Optionally, select the Execution tab, and then set Report options and Web service options.
...by analyzing input
With this configuration method, you can automatically configure a Document Injector tool to match the fields available on the upstream connection. This is useful when you do not know the target document format.
To configure the Document Injector tool by analyzing the input schema:
Connect the Document Injector tool to a source of Document values.
Select the Document Injector tool.
Go to the Configuration tab on the Properties pane.
Select Mode, and then choose Create new document or Write to existing document.
Select Output document field and specify the field that will receive document values.
In the Analysis section, select Analyze from and choose Input.
Select Analyze.
Examine the Field mappings grid to add, remove, or adjust mappings.
When you are satisfied with the mappings, select Analyze from and choose None.
Optionally, select the Options tab and configure output options:
Select Include input fields to copy all fields from the main input connection to the output.
Optionally, go to the Execution tab, and then set Web service options.
Edit field mapping
Sometimes the Document Injector tool's Analyze function does not produce the correct field mapping. Common issues include:
There are sparsely-populated fields.
The analyzer doesn't choose the desired field type.
You want finer control over which sub-documents result in fine structure, and which map to fields of type Document.

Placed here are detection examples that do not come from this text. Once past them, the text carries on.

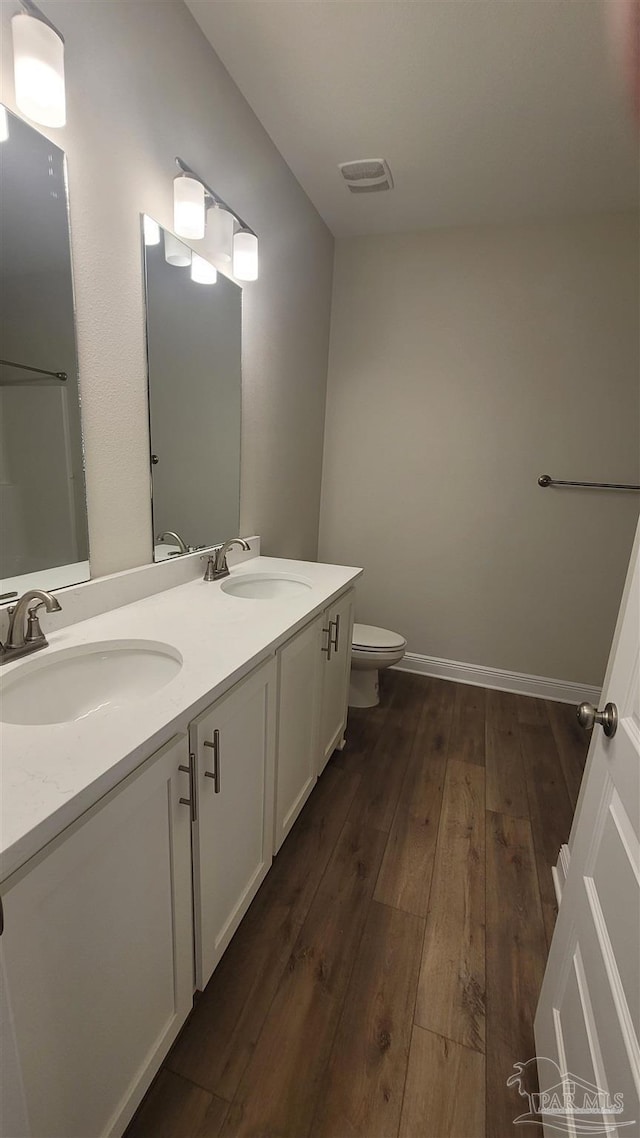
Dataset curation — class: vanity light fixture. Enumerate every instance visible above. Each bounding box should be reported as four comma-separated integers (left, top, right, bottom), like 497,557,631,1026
173,174,206,241
173,158,257,281
11,0,67,126
164,230,191,269
233,229,257,281
142,214,161,245
206,204,236,265
191,253,218,285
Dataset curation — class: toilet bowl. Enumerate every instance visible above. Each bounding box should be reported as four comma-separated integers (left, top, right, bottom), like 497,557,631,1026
348,625,407,708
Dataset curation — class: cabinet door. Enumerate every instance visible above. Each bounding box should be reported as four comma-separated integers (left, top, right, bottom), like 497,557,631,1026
318,589,353,774
191,658,277,989
0,736,194,1138
273,617,325,852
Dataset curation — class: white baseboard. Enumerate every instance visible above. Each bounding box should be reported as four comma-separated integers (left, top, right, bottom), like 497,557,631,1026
394,652,600,703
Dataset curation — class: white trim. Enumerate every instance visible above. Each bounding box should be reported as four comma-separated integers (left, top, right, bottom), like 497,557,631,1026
394,652,600,703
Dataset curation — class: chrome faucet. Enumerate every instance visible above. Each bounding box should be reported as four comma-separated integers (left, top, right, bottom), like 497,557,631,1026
204,537,251,580
0,588,61,663
156,529,190,556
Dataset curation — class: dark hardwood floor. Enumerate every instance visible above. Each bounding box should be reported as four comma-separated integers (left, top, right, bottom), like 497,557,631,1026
126,673,588,1138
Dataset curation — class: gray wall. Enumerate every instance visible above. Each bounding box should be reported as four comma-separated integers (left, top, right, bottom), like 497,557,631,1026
0,0,334,576
320,215,640,684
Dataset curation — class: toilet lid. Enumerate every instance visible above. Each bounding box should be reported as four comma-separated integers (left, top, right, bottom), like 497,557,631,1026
352,625,407,652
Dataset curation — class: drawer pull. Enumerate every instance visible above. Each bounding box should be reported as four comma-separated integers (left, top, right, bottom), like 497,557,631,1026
205,727,220,794
330,613,340,654
178,754,198,822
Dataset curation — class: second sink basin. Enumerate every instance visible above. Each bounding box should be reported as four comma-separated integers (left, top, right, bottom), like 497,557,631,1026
220,572,311,601
0,641,182,726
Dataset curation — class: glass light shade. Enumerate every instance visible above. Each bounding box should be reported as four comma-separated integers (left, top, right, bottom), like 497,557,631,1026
233,229,257,281
191,253,218,285
142,214,159,245
164,230,191,269
11,13,67,126
206,206,236,265
173,174,206,241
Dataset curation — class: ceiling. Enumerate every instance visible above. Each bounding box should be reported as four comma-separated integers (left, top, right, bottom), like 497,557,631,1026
186,0,638,236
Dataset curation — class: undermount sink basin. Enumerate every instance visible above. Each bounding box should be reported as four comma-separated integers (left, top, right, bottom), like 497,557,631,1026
220,572,311,601
0,640,182,726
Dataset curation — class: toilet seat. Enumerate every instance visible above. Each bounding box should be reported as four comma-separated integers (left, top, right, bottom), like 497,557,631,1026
352,625,407,655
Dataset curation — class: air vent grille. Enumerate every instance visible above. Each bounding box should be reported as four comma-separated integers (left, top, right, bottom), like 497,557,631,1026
338,158,393,193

To edit the field mapping, use the buttons above the grid to add , remove , and move rows. For each row:
Path: the path into the Document structure where values will be injected. Separate nested structure fields with a period (
.
).Input field: the name of the Data Management input field.
Edit array mapping
If your Document Injector tool is configured to Enable array outputs, the array mappings are displayed in the Array mappings grid. If the Document Injector tool's Analyze function does not produce the correct array mapping, or you have no arrays in your sample document, you may wish to edit the array mapping.
To edit the array mapping, use the buttons above the grid to add , remove , and move rows. For each row:
Path: the path into the Document structure where values will be injected. Separate nested structure fields with a period (
.
).Output field: is the name of the Data Management output field in each child record where the child record will be stored.